Here's a brilliant example of mail marketing by one Gary Halbert (“R*t in H*ll if you don’t know who he is already!” ~ Flibbertigibbet):

The Amazing Money-Making Secret by Gary Halbert is an example of his outlandishly brilliant copywriting.
The Amazing Money-Making Secret Of A Desperate Nerd From Ohio by Gary Halbert

But there’s still redemption to be had. For starters, avoid these mistakes:

1. Stop using clickbait

Yeah, do that already! You want to push a product? Don’t ask people to look at some tardy socialite’s ass. Trying to ‘shock’ your reader with an outlandish subject line serves no purpose. Some marketers have the propensity to leverage curiosity gap (it’s the space between what we know and what we don’t). But it doesn’t work in the case of email marketing. Decent readers don’t want to read emails that start like this:

  • Guess who 007 shagged last night!
  • The biggest screw-up you can do in 2024!
  • You’ll be shocked to know the truth!

Besides being verbal diarrhea, this strategy only serves to demean the reader by equating him to a porn-addicted chimpanzee in some exotic zoo. Using clickbait on email or any other form of marketing campaign is plain dishonesty.
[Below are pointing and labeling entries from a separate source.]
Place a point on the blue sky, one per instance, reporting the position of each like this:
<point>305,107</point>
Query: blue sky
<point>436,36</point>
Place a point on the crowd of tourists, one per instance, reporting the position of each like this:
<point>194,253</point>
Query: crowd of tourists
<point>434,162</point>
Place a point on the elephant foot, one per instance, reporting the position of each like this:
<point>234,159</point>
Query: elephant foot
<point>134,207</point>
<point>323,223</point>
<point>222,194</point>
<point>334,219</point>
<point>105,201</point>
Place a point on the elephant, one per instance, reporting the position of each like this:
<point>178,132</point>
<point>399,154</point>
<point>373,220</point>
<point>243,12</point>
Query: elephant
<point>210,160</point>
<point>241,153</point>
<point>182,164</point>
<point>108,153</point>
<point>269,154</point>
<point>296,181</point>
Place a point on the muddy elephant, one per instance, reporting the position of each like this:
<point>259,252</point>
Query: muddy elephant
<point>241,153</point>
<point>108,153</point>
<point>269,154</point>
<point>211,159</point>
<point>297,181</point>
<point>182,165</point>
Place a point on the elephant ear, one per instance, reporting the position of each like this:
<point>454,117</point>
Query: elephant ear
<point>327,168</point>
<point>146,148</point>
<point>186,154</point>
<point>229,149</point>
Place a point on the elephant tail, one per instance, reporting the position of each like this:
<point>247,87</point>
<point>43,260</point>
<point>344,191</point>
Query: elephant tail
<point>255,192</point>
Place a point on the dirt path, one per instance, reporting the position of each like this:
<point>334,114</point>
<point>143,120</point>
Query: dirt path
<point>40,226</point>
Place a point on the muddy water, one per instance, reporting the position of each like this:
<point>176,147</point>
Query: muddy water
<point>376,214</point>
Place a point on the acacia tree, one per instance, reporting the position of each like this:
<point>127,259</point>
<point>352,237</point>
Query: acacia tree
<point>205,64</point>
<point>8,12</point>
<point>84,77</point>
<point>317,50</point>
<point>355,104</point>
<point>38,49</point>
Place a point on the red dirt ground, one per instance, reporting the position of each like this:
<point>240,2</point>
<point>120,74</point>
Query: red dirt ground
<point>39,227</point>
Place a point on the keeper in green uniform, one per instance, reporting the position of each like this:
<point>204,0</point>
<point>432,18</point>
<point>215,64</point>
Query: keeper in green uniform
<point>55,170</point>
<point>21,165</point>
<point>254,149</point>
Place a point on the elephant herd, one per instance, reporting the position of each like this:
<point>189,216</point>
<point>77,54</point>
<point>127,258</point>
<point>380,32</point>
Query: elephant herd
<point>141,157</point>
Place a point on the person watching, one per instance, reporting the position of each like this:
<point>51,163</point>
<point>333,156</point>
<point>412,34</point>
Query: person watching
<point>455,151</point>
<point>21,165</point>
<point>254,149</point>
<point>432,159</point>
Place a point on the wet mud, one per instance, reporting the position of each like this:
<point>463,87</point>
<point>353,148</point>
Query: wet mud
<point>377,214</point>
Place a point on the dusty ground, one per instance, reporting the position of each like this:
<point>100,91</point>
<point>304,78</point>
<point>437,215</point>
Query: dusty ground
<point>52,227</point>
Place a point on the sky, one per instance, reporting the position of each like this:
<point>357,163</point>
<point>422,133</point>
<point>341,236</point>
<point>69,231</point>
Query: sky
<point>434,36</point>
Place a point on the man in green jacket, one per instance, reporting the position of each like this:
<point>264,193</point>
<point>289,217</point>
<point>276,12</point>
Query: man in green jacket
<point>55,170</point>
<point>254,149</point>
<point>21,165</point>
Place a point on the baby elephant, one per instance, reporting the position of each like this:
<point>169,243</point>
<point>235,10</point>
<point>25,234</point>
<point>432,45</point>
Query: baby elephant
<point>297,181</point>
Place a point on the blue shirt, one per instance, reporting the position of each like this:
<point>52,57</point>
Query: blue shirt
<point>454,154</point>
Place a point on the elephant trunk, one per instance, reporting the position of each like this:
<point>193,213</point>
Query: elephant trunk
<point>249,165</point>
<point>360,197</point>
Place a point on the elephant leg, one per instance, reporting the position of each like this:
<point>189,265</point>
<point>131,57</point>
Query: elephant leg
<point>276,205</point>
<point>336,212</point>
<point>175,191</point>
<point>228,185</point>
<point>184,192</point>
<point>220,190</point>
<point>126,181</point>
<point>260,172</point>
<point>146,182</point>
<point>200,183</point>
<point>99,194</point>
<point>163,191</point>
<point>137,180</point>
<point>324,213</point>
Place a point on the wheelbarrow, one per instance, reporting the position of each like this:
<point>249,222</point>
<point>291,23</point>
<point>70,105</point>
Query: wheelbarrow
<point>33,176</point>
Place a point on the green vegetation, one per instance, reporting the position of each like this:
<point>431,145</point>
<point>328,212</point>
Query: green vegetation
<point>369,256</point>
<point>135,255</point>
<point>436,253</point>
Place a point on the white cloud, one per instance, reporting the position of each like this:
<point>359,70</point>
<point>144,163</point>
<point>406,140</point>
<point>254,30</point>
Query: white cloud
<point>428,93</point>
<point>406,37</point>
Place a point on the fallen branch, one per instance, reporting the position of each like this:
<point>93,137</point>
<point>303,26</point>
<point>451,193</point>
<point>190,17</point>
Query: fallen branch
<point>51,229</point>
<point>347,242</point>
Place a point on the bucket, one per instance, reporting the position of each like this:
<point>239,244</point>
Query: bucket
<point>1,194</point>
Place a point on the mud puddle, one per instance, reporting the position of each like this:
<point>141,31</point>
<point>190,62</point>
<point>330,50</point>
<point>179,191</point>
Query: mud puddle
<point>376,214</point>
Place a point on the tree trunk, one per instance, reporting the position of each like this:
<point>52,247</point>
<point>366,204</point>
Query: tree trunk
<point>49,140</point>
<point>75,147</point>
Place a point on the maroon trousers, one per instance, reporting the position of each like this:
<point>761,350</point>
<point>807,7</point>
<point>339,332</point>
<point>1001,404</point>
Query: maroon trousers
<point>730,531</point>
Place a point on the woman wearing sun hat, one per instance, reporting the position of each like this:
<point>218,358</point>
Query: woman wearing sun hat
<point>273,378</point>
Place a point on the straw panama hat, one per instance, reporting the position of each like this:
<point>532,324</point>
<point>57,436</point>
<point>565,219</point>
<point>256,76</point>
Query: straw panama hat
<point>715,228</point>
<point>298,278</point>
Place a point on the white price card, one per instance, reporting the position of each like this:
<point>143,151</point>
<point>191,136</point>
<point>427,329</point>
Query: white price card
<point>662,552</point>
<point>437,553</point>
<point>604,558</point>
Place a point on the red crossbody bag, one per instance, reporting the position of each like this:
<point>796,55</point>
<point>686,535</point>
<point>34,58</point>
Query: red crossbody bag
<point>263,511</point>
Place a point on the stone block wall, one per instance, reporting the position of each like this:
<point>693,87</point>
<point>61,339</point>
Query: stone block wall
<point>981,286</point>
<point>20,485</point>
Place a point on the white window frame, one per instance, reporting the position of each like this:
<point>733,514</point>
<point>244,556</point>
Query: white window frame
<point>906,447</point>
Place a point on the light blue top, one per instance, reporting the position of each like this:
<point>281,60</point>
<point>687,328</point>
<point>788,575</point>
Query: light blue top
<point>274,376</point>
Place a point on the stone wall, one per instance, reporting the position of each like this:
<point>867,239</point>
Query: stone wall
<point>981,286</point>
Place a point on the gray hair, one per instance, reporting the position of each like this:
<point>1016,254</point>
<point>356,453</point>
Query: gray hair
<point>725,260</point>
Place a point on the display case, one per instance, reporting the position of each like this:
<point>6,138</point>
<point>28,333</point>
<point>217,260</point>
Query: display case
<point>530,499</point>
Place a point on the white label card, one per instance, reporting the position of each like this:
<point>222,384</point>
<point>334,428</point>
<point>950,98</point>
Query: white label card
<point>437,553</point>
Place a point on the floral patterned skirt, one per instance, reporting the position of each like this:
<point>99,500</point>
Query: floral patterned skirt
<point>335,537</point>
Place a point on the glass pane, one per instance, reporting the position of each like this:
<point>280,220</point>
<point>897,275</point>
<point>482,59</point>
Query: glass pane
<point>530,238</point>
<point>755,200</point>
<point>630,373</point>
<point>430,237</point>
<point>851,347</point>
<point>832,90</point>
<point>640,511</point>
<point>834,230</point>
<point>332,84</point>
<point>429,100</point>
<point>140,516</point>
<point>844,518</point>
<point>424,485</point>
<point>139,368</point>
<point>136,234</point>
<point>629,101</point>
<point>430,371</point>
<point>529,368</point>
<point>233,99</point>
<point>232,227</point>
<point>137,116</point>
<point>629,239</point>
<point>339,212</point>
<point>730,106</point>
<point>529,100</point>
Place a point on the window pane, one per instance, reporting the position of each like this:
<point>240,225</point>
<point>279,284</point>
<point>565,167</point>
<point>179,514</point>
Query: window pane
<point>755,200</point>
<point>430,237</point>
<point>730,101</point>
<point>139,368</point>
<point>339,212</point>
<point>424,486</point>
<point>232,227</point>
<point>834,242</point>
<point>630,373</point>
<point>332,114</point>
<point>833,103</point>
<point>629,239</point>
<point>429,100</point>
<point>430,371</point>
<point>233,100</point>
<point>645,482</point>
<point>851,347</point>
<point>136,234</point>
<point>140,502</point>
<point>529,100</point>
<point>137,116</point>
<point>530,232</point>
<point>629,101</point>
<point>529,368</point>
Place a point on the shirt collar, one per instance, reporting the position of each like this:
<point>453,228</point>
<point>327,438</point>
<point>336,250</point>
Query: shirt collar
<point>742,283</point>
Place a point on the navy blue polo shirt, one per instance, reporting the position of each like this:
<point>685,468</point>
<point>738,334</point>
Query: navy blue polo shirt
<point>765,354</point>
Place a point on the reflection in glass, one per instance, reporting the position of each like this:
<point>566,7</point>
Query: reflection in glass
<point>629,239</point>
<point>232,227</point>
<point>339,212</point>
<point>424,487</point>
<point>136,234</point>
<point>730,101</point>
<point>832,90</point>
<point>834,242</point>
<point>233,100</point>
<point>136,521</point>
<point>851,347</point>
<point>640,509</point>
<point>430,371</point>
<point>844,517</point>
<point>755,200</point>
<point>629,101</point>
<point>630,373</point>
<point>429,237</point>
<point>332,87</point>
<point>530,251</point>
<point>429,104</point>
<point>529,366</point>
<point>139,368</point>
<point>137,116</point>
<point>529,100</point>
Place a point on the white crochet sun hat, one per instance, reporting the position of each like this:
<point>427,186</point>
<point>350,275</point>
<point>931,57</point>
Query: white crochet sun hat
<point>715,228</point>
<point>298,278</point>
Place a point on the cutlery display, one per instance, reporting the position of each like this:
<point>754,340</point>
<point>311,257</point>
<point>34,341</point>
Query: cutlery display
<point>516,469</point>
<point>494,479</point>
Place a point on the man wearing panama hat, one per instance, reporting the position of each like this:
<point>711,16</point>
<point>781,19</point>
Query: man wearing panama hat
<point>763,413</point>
2. Don’t beat around the bush

Your reader didn’t ask you to tend to their bush, did they? Jump straight to the point with a matching subject line. Use hooks like:

  • I want to talk to you about making money together.
  • Believe me, this email will help you.
  • We think you are looking in the wrong places.
  • Have you wondered about the best place to start a barbecue?

Don’t use an overly commanding attitude. Subject lines starting with “Learn how to”, and “Transform your career with” all sound like “Take a dump in my bathtub”, and readers don’t want to read any further. You are just not giving them anything to ponder. And don’t be afraid to use long subject lines.

3. Stop Goading

Social media is the next best thing to happen to humanity after Global Warming. But we must learn to live in a world rife with denial and stupidity. ?Having said that, your Zuckerized brain can make you goad your readers to subscribe to all your shoddy social media channels. Don’t go there. People tend to get confused if you list out too many links for them in one email. One link per email is a civilized thing to do. Push your product without being pushy. That’s a tightrope you got to walk.

4. Stop sending too many emails

Once a week is good, twice a week not so much. Thrice a week is a territory you don’t want to encroach into. Not everyone is loquacious. There are many like me who love to sit quietly on the porch with a can of beer and wonder about our place among the stars. A volley of emails disturbs the meditation. Besides, who wants to hear from someone who isn’t even a girlfriend every day? If you’re sure someone’s not reading your emails at all, bow out of their mailbox quietly. A simple parting email is a good idea in such a case. I remember @Itchyboots doing the same in my case.

5. O, f*** private messages!

Have you ever opened a ‘private message’ in your life? They have ‘scam’ written all over. Email marketers often believe it to be the best tactic to make an MIA subscriber open an email. But bona fide ‘private messages’ come from naughty liaisons or John Wick. Readers aren’t dumb and they will never open a ‘private message’ from a brand marketer unless they are feeling kinky.

The Dos and Don’ts of email marketing don’t constitute an exact science. You got to appreciate the fact that effective marketing hinges on a clear understanding of the human psyche. Don’t place your audience in a pair you wouldn’t slip on.